While serving as associate editor of the African Journal of AIDS Research, Professor Govender led international special editions on the challenges of implementing HIV/AIDS programmes in eastern and southern Africa. He has also served and currently serves on several regional and international committees and task forces on HIV and human rights and health programming focusing on eastern and southern African regions.
Said Professor Muller: ‘His research on health promotion and advocacy activities has had considerable influence at local, national and international levels.’
Earlier this year, Govender held a virtual launch of his new book titled: Preventing HIV Among Young People in Southern and Eastern Africa: Emerging Evidence and Intervention Strategies.

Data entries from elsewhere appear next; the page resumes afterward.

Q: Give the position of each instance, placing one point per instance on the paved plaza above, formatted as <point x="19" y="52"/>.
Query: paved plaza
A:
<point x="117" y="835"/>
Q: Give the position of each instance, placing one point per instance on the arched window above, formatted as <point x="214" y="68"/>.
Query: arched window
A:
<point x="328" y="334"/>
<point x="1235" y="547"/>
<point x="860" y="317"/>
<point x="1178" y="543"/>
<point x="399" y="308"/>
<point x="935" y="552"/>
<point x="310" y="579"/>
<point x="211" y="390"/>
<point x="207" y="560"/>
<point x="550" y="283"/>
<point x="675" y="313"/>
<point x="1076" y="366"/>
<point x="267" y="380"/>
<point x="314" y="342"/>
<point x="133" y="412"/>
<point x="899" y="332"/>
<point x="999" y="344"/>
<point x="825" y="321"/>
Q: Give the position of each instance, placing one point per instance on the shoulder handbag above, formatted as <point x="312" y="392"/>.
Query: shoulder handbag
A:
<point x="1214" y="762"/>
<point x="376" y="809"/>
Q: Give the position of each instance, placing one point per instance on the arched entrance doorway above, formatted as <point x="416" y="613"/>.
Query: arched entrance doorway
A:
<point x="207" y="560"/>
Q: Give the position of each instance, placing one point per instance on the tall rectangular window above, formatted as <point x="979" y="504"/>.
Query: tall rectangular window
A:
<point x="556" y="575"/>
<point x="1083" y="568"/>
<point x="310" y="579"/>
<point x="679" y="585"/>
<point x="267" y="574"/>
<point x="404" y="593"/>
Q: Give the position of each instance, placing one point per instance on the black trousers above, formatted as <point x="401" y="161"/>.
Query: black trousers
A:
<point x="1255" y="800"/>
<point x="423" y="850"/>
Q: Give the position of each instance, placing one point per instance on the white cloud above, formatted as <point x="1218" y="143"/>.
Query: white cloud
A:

In additional to thanking colleagues and friends who have sustained, encouraged and celebrated his achievements along the way, he paid tribute to his partner Ms Shakila Govender and their children Tayur, Sanah and Arzhan for their support. He also mentioned guidance and support from his mother Mrs SR Govender, his late father Mr J Govender and his brother, Poobalan Govender and his sister Jaya Govender and their families. Support from his family and colleagues during his early years as an academic and social activist was warmly acknowledged.
Offering his congratulations on behalf of the University community and congregation, the Acting Deputy Vice-Chancellor and Head of the College of Law and Management Studies, Professor Brian McArthur, said: ‘Professor Govender’s wide ranging research and endeavours have contributed significantly to knowledge generation on the socio-economic aspects of public health, especially the African HIV and AIDS pandemic.’
‘Professor Govender’s research output, has provided multidimensional perspectives on intervention strategies that can be adopted by other researchers and policymakers in the prevention of HIV infections among the youth in our region,’ said McArthur.